Next, create the data lists simulating different clients with varying amounts and types of images. 
The downloaded archive contains subfolders for four different classes: `COVID`, `Lung_Opacity`, `Normal`, and `Viral Pneumonia`.
Here we assume each class of image corresponds to a different sites.




In [5]:
from image_stats.utils.prepare_data import prepare_data

prepare_data(input_dir = "/tmp/nvflare/image_stats/data", 
             input_ext = ".png",
             output_dir ="/tmp/nvflare/image_stats/data")



Created 4 data lists for ['COVID', 'Lung_Opacity', 'Normal', 'Viral Pneumonia'].
Saved 3616 entries at /tmp/nvflare/image_stats/data/site-1_COVID.json
Saved 6012 entries at /tmp/nvflare/image_stats/data/site-2_Lung_Opacity.json
Saved 10192 entries at /tmp/nvflare/image_stats/data/site-3_Normal.json
Saved 1345 entries at /tmp/nvflare/image_stats/data/site-4_Viral Pneumonia.json


## Run Job in FL Simulator

**Run Job with Simulator API**



In [None]:
from nvflare.private.fed.app.simulator.simulator_runner import SimulatorRunner
runner = SimulatorRunner(job_folder="image_stats/jobs/image_stats", workspace="/tmp/nvflare/workspace/image_stats", n_clients = 4, threads=4)
runner.run()

**Run Job using Simulator CLI**

From a **terminal** one can also the following equivalent CLI

```
nvflare simulator image_stats/jobs/image_stats -w /tmp/nvflare/workspace/image_stats -n 4 -t 4

```

assuming the nvflare is installed from a **terminal**. doing pip install from the notebook cell directory with bash command (! or %%bash) may or may not work depending on which python runtime kernel selected.
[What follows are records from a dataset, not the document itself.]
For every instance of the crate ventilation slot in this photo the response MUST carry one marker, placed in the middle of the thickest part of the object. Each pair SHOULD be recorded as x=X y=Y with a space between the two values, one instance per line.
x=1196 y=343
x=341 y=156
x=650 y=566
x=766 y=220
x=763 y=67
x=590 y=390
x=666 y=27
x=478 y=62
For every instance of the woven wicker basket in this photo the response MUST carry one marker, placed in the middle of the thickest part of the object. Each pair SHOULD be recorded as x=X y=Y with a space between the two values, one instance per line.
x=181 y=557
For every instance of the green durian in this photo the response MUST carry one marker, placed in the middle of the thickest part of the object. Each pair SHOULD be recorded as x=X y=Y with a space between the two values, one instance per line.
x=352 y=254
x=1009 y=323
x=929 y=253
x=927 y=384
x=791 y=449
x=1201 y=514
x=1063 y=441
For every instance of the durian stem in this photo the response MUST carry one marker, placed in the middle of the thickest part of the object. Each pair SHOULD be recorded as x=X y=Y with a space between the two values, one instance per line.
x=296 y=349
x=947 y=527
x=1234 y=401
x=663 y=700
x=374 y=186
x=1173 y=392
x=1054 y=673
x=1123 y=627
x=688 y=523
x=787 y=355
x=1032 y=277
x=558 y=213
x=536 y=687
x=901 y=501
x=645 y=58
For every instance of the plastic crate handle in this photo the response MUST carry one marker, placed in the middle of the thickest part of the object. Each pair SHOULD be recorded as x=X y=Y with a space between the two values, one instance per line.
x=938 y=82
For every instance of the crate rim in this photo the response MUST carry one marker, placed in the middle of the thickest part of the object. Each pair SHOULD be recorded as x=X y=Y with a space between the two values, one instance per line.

Also %pip install or %pip install from notebook cell doesn't register the console_scripts in the PATH.   


## Examine the result



The results are stored in workspace "/tmp/nvflare/image_stats"

In [7]:
! ls -al /tmp/nvflare/workspace/image_stats/server/simulate_job/statistics/image_statistics.json

-rw-r--r--  1 kevlu  wheel  38015 Jan 30 22:27 /tmp/nvflare/workspace/image_stats/server/simulate_job/statistics/image_statistics.json


## Visualization
We can visualize the results easly via the visualization notebook. Before we do that, we need to copy the data to the notebook directory 


In [8]:
! cp /tmp/nvflare/workspace/image_stats/server/simulate_job/statistics/image_statistics.json image_stats/demo/.

now we can visualize via the [visualization notebook](image_stats/demo/visualization.ipynb)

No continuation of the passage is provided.